Standard deviation of x (manual calculation): 0.979
Standard deviation of x (using numpy): 0.979


In [6]:
# Generate a second random variable
y = 0.8 * x + ss.norm.rvs(scale=0.6, size=n, random_state=34)
mu_y = np.sum(y) / n
var_y = np.sum((y - mu_y)**2) / n
sd_y = np.sqrt(var_y)

# Print results
print(f"Mean of y: {mu_y:.3f}")
print(f"Variance of y: {var_y:.3f}")
print(f"Standard deviation of y: {sd_y:.3f}")

Mean of y: -0.009
Variance of y: 0.946
Standard deviation of y: 0.973


In [7]:
# Calculate covariance
cov_xy = np.sum((x - mu_x) * (y - mu_y)) / n

# Print results
print(f"Covariance of x and y (manual calculation): {cov_xy:.3f}")
print(f"Covariance of x and y (using numpy): {np.cov(x, y, ddof=0)[0,1]:.3f}")

Covariance of x and y (manual calculation): 0.764
Covariance of x and y (using numpy): 0.764


In [8]:
# Covariance matrix
cov_matrix = np.cov(x, y, ddof=0)

# Print results
print(f"Covariance matrix: \n{np.round(cov_matrix, 3)}")

Covariance matrix: 
[[0.958 0.764]
 [0.764 0.946]]


In [9]:
# Calculate correlation
corr_xy = cov_xy / (sd_x * sd_y)

# Print results
print(f"Correlation of x and y (manual calculation): {corr_xy:.3f}")
print(f"Correlation of x and y (using numpy): {np.corrcoef(x, y)[0,1]:.3f}")

Correlation of x and y (manual calculation): 0.803
Correlation of x and y (using numpy): 0.803


In [10]:
# Correlation matrix
corr_matrix = np.corrcoef(x, y)

# Print results
print(f"Correlation matrix: \n{np.round(corr_matrix, 3)}")

Correlation matrix: 
[[1.    0.803]
 [0.803 1.   ]]


## 3. Convergence of Random Variables

The to main types of convergence are defined as follows. 

Let $X_1, X_2, \ldots$ be a sequence of random variables and let $X$ be another random variable.
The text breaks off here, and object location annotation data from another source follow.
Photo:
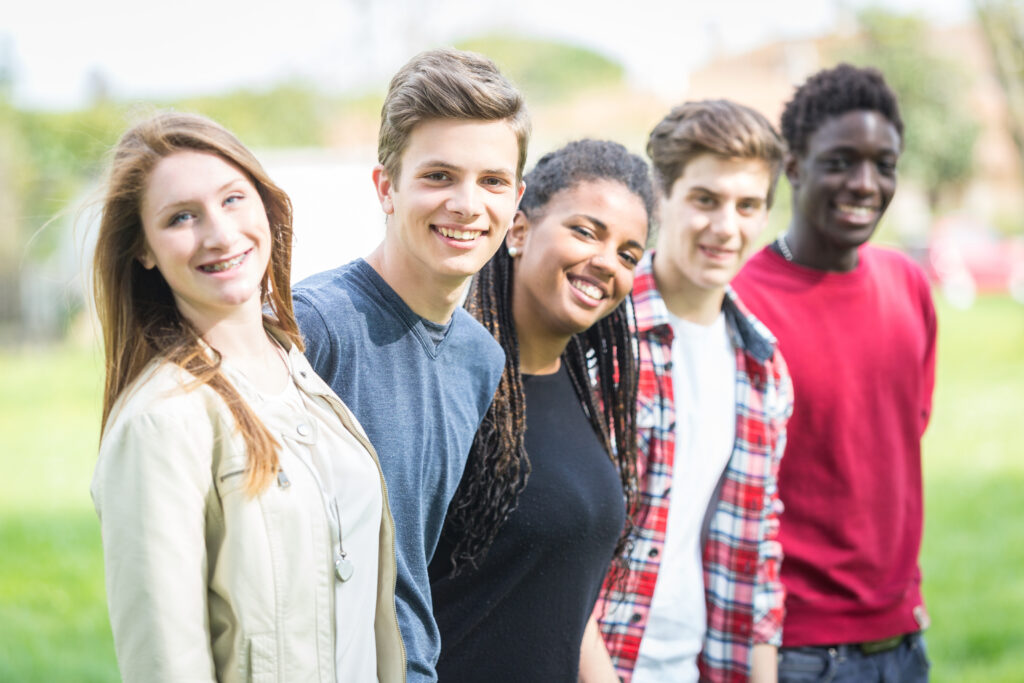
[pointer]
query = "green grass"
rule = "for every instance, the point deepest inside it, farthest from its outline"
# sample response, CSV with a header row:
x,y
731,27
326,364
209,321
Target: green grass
x,y
973,555
52,606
Let $F_n$ denote the CDF of $X_n$ and let $F$ denote the CDF of $X$.

1. $X_n$ **converges to $X$ in probability**, written $X_n \xrightarrow{P} X$, if, for every $\epsilon > 0$,
   $$ \mathbb{P}(|X_n - X| > \epsilon) \to 0 $$
   as n $\to \infty$.
   
2. $X_n$ **converges to $X$ in distribution**, written $X_n \xrightarrow{d} X$, if
   $$ \lim_{n \to \infty} F_n(t) = F(t) $$
   at all $t$ for which $F$ is continuous.